The truth is that the radical terrorist organisations in this region are generally US products in both a direct and indirect way. A number of Arab countries assist with this production too. If the United Kingdom is to blame for the production of the Muslim Brotherhood, then the US is also to blame for the production and nurturing of terrorist organisations that saw the light after the Soviet invasion of Afghanistan in 1979. This production was executed in the apex of the Cold War and at the height of the confrontation between the East and West camps.

US intelligence, which targeted the Soviets in Afghanistan, decided that Muslim youth will be employed as the tool of confrontation and the fuel of war there. It therefore planned to ignite the religious component within Muslim youth. US intelligence spread information that the Soviet invasion of Afghanistan was an invasion by an atheist country to a people who held onto religion, and that Afghanistan must be liberated from the Soviet invasion. US intelligence, Saudi intelligence under the leadership of Kamal Adham, former Egyptian president Anwar Al Sadat and former Pakistani president Zia-ul-Haq all finalised a pact. They collaborated to found the “Afghan Mujahideen” organisation and recruited Muslim youth from Arab and Muslim countries.

Washington supplied them with developed weaponry, including developed surface to air missiles (SAM) from the Stinger model; weapons that the US had not supplied its closest allies with. The weaponry played a huge role in crippling the role of Soviet aircraft. The issue ended by the defeat of the Soviet forces there, and the Soviet president at the time‪, Mikhail Sergeyevich Gorbachev, pulled back his forces from Afghanistan. Washington responded by halting its activity and decided to depart from the region leaving the Mujahideen to kill one another until the Taliban (the students of religious schools who studied in Pakistan) took control of the scene and hosted Al-Qaeda until 9/11. This was when Washington decided to invade Afghanistan.

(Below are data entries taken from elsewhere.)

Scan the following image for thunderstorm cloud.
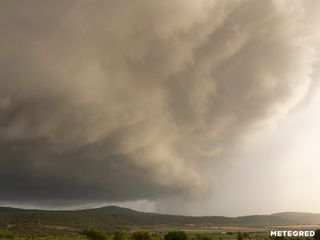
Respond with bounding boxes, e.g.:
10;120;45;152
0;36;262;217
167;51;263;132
0;0;316;206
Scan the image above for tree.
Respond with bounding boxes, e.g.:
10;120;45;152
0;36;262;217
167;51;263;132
0;230;14;239
131;231;151;240
237;232;243;240
113;231;126;240
164;231;188;240
85;229;106;240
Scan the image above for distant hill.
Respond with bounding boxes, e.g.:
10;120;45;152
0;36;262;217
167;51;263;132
0;206;320;235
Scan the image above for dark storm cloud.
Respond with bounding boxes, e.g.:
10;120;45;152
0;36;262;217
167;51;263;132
0;0;314;202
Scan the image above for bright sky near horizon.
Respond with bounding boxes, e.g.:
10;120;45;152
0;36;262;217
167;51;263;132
0;0;320;216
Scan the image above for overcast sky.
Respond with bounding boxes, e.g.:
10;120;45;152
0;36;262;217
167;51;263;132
0;0;320;216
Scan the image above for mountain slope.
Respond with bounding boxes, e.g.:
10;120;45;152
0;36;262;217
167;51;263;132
0;206;320;235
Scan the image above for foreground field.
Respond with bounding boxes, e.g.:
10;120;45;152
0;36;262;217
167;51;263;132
0;226;318;240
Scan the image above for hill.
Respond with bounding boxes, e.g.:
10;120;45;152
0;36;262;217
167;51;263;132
0;206;320;235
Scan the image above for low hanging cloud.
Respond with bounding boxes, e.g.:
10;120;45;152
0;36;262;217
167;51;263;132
0;0;316;202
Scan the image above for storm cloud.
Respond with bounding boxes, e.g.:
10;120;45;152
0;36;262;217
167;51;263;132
0;0;316;205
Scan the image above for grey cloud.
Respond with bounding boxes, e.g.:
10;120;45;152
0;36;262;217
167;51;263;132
0;0;315;202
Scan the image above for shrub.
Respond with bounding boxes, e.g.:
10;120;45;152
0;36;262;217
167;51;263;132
84;229;106;240
164;231;188;240
131;231;151;240
0;230;14;239
113;231;126;240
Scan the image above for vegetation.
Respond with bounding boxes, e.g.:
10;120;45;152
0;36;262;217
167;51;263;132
113;231;127;240
131;231;151;240
85;229;106;240
164;231;188;240
0;230;14;239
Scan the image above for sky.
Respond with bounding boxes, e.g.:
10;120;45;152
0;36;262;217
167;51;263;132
0;0;320;216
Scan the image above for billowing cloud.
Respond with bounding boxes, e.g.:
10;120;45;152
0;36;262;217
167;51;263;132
0;0;316;202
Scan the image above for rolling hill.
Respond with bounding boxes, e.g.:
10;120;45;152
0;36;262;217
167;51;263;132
0;206;320;235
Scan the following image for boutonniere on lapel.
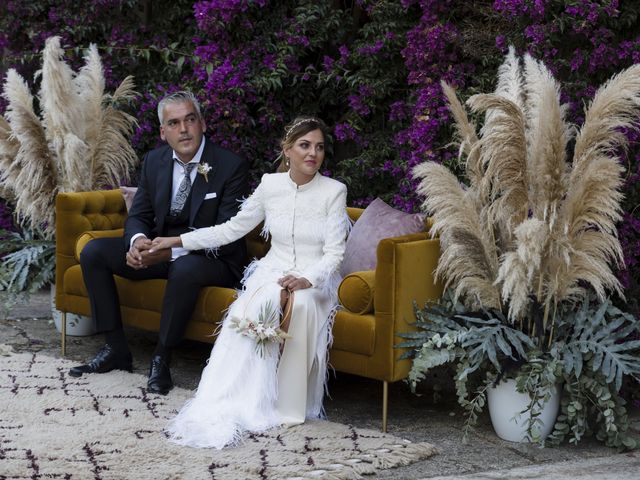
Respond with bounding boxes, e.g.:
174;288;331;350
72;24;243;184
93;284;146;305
198;162;211;183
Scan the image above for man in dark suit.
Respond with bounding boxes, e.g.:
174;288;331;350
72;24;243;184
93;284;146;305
69;92;248;395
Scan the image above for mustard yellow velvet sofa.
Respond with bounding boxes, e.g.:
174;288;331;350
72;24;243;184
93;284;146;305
56;190;442;431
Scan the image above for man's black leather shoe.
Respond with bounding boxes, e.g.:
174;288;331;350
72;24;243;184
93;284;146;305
147;355;173;395
69;344;133;377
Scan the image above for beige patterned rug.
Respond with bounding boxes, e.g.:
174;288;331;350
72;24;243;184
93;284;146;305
0;348;436;480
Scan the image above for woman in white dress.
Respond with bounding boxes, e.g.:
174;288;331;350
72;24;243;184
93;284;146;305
153;117;351;448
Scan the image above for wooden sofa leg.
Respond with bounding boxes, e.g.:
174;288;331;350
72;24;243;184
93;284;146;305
60;312;67;357
382;381;389;433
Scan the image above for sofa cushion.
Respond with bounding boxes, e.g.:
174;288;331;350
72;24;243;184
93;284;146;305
331;310;376;355
338;270;376;315
74;228;124;262
341;198;425;276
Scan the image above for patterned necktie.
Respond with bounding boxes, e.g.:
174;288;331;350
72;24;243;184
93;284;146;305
170;160;197;217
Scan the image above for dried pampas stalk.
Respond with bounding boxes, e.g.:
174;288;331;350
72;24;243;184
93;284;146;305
467;94;529;246
524;54;571;227
0;115;20;201
492;47;525;113
496;218;548;321
549;65;640;300
440;80;482;185
4;69;57;238
39;37;86;177
74;44;105;150
413;162;500;308
0;37;138;237
89;76;138;187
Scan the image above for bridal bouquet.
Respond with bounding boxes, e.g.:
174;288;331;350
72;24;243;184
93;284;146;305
230;302;291;357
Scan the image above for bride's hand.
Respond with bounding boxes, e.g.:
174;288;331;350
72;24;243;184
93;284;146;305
149;237;182;253
278;275;313;292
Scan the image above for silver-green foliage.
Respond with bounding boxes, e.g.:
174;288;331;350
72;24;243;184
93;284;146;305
398;292;640;448
0;230;56;293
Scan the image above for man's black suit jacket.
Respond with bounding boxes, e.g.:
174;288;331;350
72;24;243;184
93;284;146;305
124;139;249;279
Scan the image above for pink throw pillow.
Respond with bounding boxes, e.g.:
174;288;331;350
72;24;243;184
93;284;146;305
341;198;426;277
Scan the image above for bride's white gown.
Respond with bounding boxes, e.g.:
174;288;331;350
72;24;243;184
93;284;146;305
167;173;350;448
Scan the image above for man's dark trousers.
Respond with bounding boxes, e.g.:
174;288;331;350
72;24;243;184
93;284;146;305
80;237;237;348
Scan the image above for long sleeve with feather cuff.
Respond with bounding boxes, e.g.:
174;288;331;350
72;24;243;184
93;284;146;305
181;173;351;295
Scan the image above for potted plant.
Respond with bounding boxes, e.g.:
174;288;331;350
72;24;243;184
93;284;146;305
0;37;138;335
402;49;640;448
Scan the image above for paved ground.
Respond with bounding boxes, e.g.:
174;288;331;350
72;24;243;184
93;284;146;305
0;291;640;480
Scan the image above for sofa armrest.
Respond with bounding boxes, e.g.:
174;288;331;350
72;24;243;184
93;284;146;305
56;189;127;311
374;232;442;381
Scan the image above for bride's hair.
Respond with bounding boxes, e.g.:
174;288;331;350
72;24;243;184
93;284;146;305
276;117;329;172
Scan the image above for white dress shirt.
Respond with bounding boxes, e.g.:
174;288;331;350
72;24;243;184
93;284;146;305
129;137;204;261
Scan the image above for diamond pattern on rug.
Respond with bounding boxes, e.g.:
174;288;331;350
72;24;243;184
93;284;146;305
0;353;436;480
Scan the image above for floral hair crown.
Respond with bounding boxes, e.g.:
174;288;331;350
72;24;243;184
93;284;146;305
284;117;318;140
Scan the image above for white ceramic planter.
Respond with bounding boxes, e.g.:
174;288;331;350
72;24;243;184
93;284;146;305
51;284;96;337
487;379;560;442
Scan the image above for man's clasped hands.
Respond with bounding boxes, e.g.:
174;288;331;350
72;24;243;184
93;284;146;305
126;237;171;270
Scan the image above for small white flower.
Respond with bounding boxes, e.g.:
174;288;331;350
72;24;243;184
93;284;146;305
198;162;211;183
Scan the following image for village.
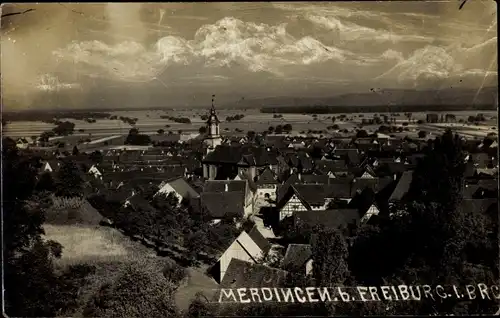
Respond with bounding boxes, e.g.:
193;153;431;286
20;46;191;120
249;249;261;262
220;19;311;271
5;98;498;312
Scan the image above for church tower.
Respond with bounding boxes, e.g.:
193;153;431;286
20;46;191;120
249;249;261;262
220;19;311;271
205;95;222;153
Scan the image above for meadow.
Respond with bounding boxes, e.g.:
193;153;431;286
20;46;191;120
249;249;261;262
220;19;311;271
4;109;498;139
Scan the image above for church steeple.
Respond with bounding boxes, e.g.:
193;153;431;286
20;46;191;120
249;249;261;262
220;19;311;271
207;95;220;126
205;95;222;152
207;95;220;138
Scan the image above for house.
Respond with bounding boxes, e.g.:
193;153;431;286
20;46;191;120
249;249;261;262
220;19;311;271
292;209;361;234
210;231;264;284
299;174;330;184
243;225;272;255
41;160;61;172
276;182;351;221
282;244;313;275
202;145;278;180
217;258;288;288
200;191;245;223
348;188;381;224
155;178;200;203
203;180;254;215
255;167;278;200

Washington, it seems, had not learned their lesson and thus repeated the same experience in both Bosnia and Kosovo – leading to the appearance of the groups of returnees from Afghanistan, Pakistan, Bosnia, Chechnya and Kosovo. As part of its preparations for what was dubbed “the Arab Spring”, Washington collaborated with the leader of radical groups, namely the Muslim Brotherhood. It helped provide for the influx of militants into Egypt, Libya, Syria and Iraq in an attempt to completely alter the region’s map.

Turkey played a huge role in fostering and embracing the Islamic State for power, which included the Caliphal dream and Ottoman aspirations to acquire Syrian and Iraqi lands. For its part, Qatar sponsored the funding process of the project. The Islamic State controlled vast areas in Syria and Iraq, and was also pushed into Libya to collaborate with terrorist organisations based there. Next, Ansar Beit Al-Maqdis (Supporters of the Holy House) and Libyan militant organisations pledged allegiance to to the terrorist group.

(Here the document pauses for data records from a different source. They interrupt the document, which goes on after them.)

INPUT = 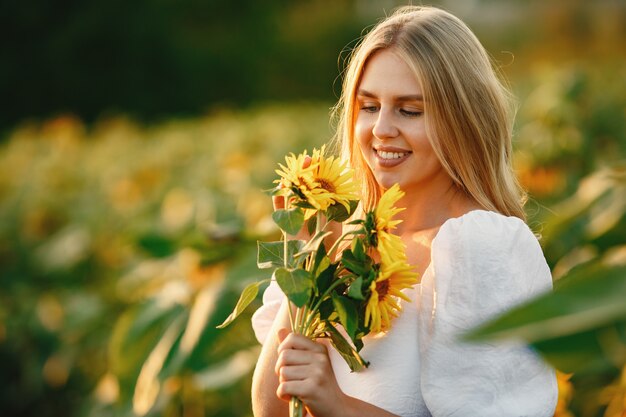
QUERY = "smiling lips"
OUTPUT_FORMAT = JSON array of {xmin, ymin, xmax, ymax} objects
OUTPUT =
[{"xmin": 374, "ymin": 148, "xmax": 411, "ymax": 168}]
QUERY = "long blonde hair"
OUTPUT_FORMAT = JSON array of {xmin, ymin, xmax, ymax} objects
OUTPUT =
[{"xmin": 335, "ymin": 6, "xmax": 525, "ymax": 219}]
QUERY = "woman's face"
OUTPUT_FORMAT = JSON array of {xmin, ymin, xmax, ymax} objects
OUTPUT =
[{"xmin": 355, "ymin": 49, "xmax": 449, "ymax": 194}]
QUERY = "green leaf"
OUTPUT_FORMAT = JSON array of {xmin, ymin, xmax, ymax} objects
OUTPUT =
[
  {"xmin": 326, "ymin": 322, "xmax": 369, "ymax": 372},
  {"xmin": 296, "ymin": 231, "xmax": 333, "ymax": 257},
  {"xmin": 348, "ymin": 276, "xmax": 365, "ymax": 300},
  {"xmin": 216, "ymin": 280, "xmax": 269, "ymax": 329},
  {"xmin": 315, "ymin": 264, "xmax": 337, "ymax": 294},
  {"xmin": 332, "ymin": 293, "xmax": 358, "ymax": 339},
  {"xmin": 312, "ymin": 240, "xmax": 330, "ymax": 277},
  {"xmin": 137, "ymin": 233, "xmax": 177, "ymax": 258},
  {"xmin": 352, "ymin": 238, "xmax": 366, "ymax": 262},
  {"xmin": 317, "ymin": 297, "xmax": 336, "ymax": 321},
  {"xmin": 257, "ymin": 240, "xmax": 304, "ymax": 269},
  {"xmin": 341, "ymin": 249, "xmax": 371, "ymax": 275},
  {"xmin": 274, "ymin": 268, "xmax": 313, "ymax": 307},
  {"xmin": 272, "ymin": 207, "xmax": 304, "ymax": 235},
  {"xmin": 306, "ymin": 216, "xmax": 317, "ymax": 235},
  {"xmin": 326, "ymin": 200, "xmax": 359, "ymax": 223},
  {"xmin": 468, "ymin": 267, "xmax": 626, "ymax": 342},
  {"xmin": 465, "ymin": 265, "xmax": 626, "ymax": 372}
]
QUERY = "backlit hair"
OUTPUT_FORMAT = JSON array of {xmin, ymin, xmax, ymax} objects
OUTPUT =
[{"xmin": 335, "ymin": 6, "xmax": 525, "ymax": 219}]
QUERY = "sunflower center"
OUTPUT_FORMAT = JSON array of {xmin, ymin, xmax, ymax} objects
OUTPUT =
[
  {"xmin": 315, "ymin": 178, "xmax": 337, "ymax": 193},
  {"xmin": 376, "ymin": 279, "xmax": 389, "ymax": 301}
]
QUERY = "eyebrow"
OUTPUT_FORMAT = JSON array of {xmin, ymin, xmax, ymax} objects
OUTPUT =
[{"xmin": 356, "ymin": 88, "xmax": 424, "ymax": 101}]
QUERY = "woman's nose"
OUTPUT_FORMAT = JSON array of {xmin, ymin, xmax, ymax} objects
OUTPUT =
[{"xmin": 372, "ymin": 110, "xmax": 398, "ymax": 139}]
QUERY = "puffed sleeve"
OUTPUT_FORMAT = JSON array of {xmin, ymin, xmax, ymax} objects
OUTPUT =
[
  {"xmin": 420, "ymin": 211, "xmax": 557, "ymax": 417},
  {"xmin": 252, "ymin": 280, "xmax": 284, "ymax": 344}
]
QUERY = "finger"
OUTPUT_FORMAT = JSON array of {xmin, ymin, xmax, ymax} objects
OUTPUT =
[
  {"xmin": 272, "ymin": 195, "xmax": 285, "ymax": 210},
  {"xmin": 276, "ymin": 327, "xmax": 291, "ymax": 342},
  {"xmin": 278, "ymin": 365, "xmax": 312, "ymax": 382},
  {"xmin": 274, "ymin": 349, "xmax": 314, "ymax": 375},
  {"xmin": 276, "ymin": 381, "xmax": 310, "ymax": 401},
  {"xmin": 278, "ymin": 333, "xmax": 327, "ymax": 353}
]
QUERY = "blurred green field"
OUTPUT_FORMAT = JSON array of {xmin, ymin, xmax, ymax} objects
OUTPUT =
[{"xmin": 0, "ymin": 64, "xmax": 626, "ymax": 417}]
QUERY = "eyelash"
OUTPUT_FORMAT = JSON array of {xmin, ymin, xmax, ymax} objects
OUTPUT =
[{"xmin": 361, "ymin": 105, "xmax": 424, "ymax": 117}]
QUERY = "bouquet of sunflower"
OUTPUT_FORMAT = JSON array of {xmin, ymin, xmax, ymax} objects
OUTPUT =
[{"xmin": 219, "ymin": 147, "xmax": 418, "ymax": 416}]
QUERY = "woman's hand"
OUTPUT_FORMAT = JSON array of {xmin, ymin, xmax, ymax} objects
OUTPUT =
[{"xmin": 275, "ymin": 328, "xmax": 348, "ymax": 417}]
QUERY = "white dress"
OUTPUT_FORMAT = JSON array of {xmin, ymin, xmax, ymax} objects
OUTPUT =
[{"xmin": 252, "ymin": 210, "xmax": 557, "ymax": 417}]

There were ongoing preparations to open a new war front with Egypt. Then came the beheading of 21 Egyptian citizens in an attempt to offend the Egyptian state and its people. Egypt delivered a quick and firm response. Moreover, political moves on the international level aimed to put the Islamic State and those behind it in an embarrassing position. For his part, Obama could not find the courage to offer condolences to Egyptians. He also failed at finding a political or ethical cover up to the veto of Egypt’s draft to the Security Council, which called for legalising military action against the Islamic State in Libya.

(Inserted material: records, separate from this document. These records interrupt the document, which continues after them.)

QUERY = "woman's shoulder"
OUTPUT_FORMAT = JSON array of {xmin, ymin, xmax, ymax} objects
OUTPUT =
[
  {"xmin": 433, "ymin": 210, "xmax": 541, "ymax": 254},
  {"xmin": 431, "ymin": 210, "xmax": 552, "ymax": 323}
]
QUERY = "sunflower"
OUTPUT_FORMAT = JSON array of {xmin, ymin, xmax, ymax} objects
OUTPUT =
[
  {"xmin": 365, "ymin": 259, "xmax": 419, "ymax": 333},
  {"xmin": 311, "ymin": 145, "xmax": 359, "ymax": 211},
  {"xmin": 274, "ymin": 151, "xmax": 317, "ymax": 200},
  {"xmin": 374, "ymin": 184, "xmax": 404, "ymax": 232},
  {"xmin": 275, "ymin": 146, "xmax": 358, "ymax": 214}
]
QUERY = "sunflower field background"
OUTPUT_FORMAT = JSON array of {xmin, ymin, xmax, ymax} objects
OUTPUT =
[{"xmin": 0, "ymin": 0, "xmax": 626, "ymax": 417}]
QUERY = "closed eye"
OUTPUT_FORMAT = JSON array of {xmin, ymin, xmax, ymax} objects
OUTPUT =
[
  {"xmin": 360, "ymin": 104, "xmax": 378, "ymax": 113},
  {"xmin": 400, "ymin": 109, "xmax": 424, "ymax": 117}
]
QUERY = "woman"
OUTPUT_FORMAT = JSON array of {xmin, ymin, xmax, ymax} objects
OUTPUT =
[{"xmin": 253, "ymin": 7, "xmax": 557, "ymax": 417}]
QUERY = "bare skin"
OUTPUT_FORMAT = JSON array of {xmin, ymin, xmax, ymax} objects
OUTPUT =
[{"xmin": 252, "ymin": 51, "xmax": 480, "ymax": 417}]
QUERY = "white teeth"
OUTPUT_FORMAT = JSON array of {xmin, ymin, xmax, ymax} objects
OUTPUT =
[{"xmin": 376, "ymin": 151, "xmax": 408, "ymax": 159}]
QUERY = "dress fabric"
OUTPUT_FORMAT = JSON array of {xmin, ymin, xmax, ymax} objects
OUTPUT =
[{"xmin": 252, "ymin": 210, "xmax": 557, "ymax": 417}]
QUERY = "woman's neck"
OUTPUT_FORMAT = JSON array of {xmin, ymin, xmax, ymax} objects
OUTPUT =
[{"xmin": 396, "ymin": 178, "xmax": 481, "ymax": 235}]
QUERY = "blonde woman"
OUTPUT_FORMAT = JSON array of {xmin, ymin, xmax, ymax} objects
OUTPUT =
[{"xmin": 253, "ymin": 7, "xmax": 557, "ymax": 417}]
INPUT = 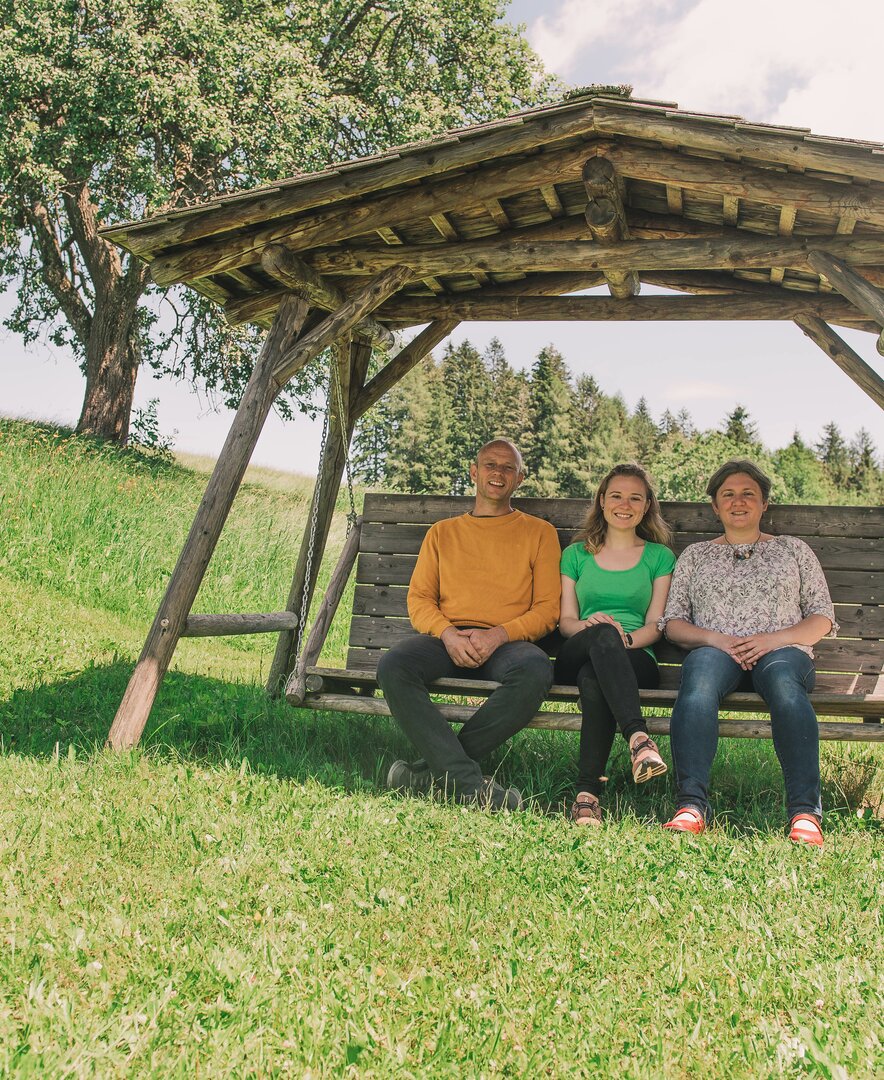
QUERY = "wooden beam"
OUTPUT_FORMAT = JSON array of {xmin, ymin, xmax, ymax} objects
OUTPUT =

Egypt is fated to carry on its historical role as a place where the dreams of sought-after control and aspired hegemony continue to be challenged. In my own opinion, Egypt took its first step towards the annihilation of Libya’s Islamic State. This will pave the way for the eventual eradication of the organisation in Iraq and Syria and hence frustrate the plan of employing “the Arab Spring” to fragment the area.